Governos citam investimentos
O Dnit informou que estão previstos R$ 266,87 milhões em 2018 para manutenção das estradas federais que cortam a Bahia. O órgão planeja gastos específicos para as BRs 110, 116, 242 e 324. Para a duplicação da BR-116, de Teofilândia a Feira de Santana, existem dois contratos em fase de elaboração, análise e aceitação dos projetos, diz o Dnit. “O valor investido em 2017 para essa ação foi de R$ 24,39 milhões e em 2018, para as obras de duplicação na BR-116, é de R$ 37,10 milhões.”

Há ainda quatro contratos de conservação para a manutenção da BR-116, desde a divisa com Pernambuco até Feira de Santana. Além disso, existe um contrato que consiste em implantação de vias laterais e restauração. “Os serviços são executados entre o entroncamento com a BR-235 e Euclides da Cunha. Foram investidos R$ 8,97 milhões em 2017 para manutenção da BR-116/BA”, afirmou o órgão federal.

Para manutenção da BR-242, o Dnit tem três contratos de conservação, de São Roque do Paraguaçu ao entroncamento com a BA-534, e de Brotas de Macaúbas à divisa com o estado de Tocantins. E ainda três contratos para execução dos serviços de manutenção estruturada, entre Castro Alves e Brotas de Macaúbas. Na 242, foram investidos em manutenção R$ 40,69 milhões em 2017.

Já o governo do estado diz que “vai destinar 2/3 do valor obtido no empréstimo de R$ 600 milhões junto ao Banco do Brasil para a recuperação de rodovias estaduais sob a responsabilidade da Seinfra”, o que dá cerca de R$ 400 milhões.

Em 2017, a Seinfra diz que mais de R$ 182 milhões foram investidos na implantação e restauração em 387,14 quilômetros de rodovias baianas. “Dentre os trechos recuperados estão 78 km de extensão da BA-225, entre Formosa do Rio Preto e Coaceral; 37,7 quilômetros da BA-693, que liga a BA-290 a Ibirapuã, e 52,2 km da BA-052, de Ipirá a Baixa Grande”, afirmou o órgão.

Para 2018, o governo planeja recuperar mais de 1.600 km de estradas.
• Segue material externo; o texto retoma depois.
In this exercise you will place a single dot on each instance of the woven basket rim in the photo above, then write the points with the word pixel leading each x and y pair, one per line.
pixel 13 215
O contrato para a realização das obras foi assinado no final de 2017.

Serão realizados serviços em mais de 360 kms da BA-210, de Paulo Afonso a Juazeiro; no Anel da Soja (BAs 456 e 460), em mais de 400 kms; da BR-242 (Paramirim, Livramento, Brumado, Vitória da Conquista, Itambé); entroncamento da BA-152 (Caturama e Botuporã) e BR 430 (Igaporã).

Estão previstos investimentos ainda em mais de 500 kms da BA-161, entroncamento da BR-242 (Estreito), Barra (BA-172) e no entroncamento da BR-242 (Javi) em mais de 300 quilômetros. A previsão é que os serviços sejam iniciados neste primeiro semestre, informou a Seinfra.

Além disso, está na programação a realização de serviços de recuperação e pavimentação em outros 320 quilômetros, também no primeiro semestre, completou o órgão estadual.